全国の空き家の数は増え続け、約900万戸と過去最多に上っています。
全国の空き家の窃盗被害が5年連続で増加する中、山梨県でも空き家の窃盗被害が多発しているといいます。【動画を見る】あちらこちらに被害に遭った空き家が…山梨県では、去年84件の被害が確認され、被害額は約2570万円。
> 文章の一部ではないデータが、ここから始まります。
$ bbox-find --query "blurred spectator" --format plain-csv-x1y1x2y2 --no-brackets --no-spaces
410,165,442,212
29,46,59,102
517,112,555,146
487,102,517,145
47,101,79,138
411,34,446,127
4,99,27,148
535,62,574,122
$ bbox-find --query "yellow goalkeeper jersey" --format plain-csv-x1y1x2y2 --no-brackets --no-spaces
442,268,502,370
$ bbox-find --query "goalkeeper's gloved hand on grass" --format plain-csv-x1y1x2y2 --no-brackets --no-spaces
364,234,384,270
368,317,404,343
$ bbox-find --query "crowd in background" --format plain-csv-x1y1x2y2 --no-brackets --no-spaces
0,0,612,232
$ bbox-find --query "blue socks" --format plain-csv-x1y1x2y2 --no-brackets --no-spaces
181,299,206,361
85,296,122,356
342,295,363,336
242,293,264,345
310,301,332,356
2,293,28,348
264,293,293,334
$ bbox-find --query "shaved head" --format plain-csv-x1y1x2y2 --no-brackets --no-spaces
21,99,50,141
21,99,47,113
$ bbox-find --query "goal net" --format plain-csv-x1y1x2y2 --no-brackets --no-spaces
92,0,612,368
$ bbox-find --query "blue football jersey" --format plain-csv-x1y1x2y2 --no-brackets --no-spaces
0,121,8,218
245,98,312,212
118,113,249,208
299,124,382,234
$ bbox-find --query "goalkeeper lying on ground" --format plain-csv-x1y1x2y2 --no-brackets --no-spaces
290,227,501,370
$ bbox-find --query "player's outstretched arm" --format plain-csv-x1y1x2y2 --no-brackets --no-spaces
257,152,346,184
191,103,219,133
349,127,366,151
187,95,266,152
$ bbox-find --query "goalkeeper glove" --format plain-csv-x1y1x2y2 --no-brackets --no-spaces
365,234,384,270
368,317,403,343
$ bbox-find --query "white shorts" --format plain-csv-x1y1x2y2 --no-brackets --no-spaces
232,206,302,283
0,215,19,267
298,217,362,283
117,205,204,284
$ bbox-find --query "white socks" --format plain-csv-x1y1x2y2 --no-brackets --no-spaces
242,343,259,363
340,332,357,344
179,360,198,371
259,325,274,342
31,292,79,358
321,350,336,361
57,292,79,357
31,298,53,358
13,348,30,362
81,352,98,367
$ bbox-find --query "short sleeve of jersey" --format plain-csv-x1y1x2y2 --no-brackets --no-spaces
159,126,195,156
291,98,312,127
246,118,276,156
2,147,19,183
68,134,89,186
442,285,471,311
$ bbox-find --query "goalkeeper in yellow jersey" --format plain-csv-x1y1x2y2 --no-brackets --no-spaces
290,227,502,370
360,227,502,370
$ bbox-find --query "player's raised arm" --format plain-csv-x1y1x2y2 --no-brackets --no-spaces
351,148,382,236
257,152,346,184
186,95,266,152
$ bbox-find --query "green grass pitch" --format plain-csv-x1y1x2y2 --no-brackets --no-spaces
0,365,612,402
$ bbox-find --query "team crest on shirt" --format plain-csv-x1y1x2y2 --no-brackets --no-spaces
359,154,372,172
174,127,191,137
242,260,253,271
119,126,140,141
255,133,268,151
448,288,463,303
ことしは3カ月間で58件もの被害が確認されています。
1つの地域で次々と空き家が荒らされ、被害に遭う地域が拡大している特徴があるといいます。
なぜ空き家がターゲットになっているのか。
元埼玉県警の佐々木成三氏と元神奈川県警捜査一課長の鳴海達之氏が解説します。
山梨県甲府市黒平町では、一日で40もの空き家を荒らされる被害が。
取材を進めると侵入の手口が分かってきました。
ガラス戸はバーナーを使って割られたとみられ、空いた部分の奥には締め金具があります。締め金具を狙ったのでしょうか?
元埼玉県警の佐々木成三氏は「常習者の手口」だと指摘します。
【佐々木成三氏】「これは手馴れてると思います。この『ガラス破り』自体が常習者の手口。ここは空き家だということを知って、この家人が戻ってくることはないだろうと大胆かつ手荒に金目のものを捜索をしたということ」
そんな中、先週、山梨県内の空き家に侵入し、現金約1万円を盗んだ疑いで、27歳から31歳のベトナム人の男4人が逮捕されました。
山梨県警によると、4人はSNSや外国人のコミュニティで知り合ったといいます。
県警は他にも空き家窃盗に介入している人物がいないか、捜査を進めています。
佐々木氏は「空き家の被害はこれからも発生する」と話します。
【佐々木成三氏】「特に地方は家と家の間がかなり広く、大胆に音が出ても付近の人が気づかない。犯罪組織にとっては犯罪をやりやすい環境」
また、空き家被害を防ぐ方法として、「雑草が生い茂っていたりとか、玄関付近に人が入らないことでかなり荒れていたり」することで空き家だと認識できてしまうので、雑草や玄関付近を整えることで「空き家としてバレない対策が必要」と話しました。